Indicate by check mark whether the registrant files or will file annual reports
under cover of Form 20-F or Form 40-F.

                         Form 20-F..X... Form 40-F.....

Indicate by check mark whether the registrant by furnishing the information 
contained in this Form is also thereby furnishing the information to the 
Commission pursuant to Rule 12g3-2(b) under the Securities Exchange Act of 1934.

                               Yes ..... No ..X...

If "Yes" is marked, indicate below the file number assigned to the registrant 
in connection with Rule 12g3-2(b): 82- ________ 



                              Results of Meetings

Allied Irish Banks, p.l.c.

4 July 2005


Allied Irish Banks, p.l.c. Announcement of Results of Meeting

US$100,000,000 Undated Floating Rate Notes (the "Notes").

This announcement is made as a matter of record only and should be read in
conjunction with the notice (the "Meeting Notice") published in the Financial
Times on 3 June 2005, giving notice to Noteholders of the adjourned noteholder
meeting convened on 22 June 2005 (the "Noteholder Meeting") held by the Company
in connection with the Exchange Resolution and the Trustee Resolution.
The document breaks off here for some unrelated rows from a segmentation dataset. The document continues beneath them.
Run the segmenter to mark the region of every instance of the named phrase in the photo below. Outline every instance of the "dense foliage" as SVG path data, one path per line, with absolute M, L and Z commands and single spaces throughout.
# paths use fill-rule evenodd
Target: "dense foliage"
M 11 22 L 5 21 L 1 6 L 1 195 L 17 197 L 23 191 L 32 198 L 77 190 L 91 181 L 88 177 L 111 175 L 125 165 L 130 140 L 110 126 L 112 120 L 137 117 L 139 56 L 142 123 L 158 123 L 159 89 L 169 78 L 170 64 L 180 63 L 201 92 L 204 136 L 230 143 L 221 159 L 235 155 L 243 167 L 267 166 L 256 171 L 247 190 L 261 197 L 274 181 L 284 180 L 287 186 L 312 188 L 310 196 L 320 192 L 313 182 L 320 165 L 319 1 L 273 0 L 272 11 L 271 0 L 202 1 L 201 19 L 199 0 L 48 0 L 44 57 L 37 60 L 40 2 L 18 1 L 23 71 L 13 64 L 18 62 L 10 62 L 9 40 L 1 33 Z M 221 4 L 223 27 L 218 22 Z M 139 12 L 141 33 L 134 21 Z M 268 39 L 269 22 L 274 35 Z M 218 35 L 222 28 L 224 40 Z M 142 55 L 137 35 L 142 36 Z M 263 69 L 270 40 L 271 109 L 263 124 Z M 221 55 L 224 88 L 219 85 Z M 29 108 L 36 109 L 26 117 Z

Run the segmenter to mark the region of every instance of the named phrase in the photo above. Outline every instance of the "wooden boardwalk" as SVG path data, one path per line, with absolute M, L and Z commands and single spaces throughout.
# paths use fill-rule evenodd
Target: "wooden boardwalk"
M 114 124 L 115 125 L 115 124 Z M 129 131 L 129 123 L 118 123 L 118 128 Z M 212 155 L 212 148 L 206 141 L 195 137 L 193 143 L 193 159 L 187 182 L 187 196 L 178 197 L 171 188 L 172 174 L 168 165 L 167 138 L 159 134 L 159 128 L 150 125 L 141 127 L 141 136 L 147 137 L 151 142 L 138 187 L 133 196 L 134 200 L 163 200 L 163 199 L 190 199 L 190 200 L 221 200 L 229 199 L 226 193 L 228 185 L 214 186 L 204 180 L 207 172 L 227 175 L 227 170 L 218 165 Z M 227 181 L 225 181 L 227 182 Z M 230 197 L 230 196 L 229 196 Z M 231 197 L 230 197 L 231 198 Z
Terms
used in this announcement and not otherwise defined have the meanings given to
them in the Meeting Notice.

The Company hereby announces that, at the Noteholder Meeting held on 22 June
2005, the Trustee Resolution was duly passed by the requisite majority of
holders of the relevant Notes, and that the Exchange Resolution was not duly
passed by the requisite majority of holders of the relevant Notes. Accordingly,
the modification referred to in the Exchange Resolution was not implemented and
the modification referred to in the Trustee Resolution was implemented with
effect on and from 1 July 2005.





                                   Signatures

Pursuant to the requirements of the Securities Exchange Act of 1934, the 
registrant has duly caused this report to be signed on its behalf by the 
undersigned, thereunto duly authorised.


                                               ALLIED IRISH BANKS, p.l.c.
                                               (Registrant)




Date  5 July, 2005                             By: ___________________
                                                   Gary Kennedy
                                                   Group Director, Finance,
                                                   Risk and Enterprise
                                                   Technology
                                                   Allied Irish Banks, p.l.c.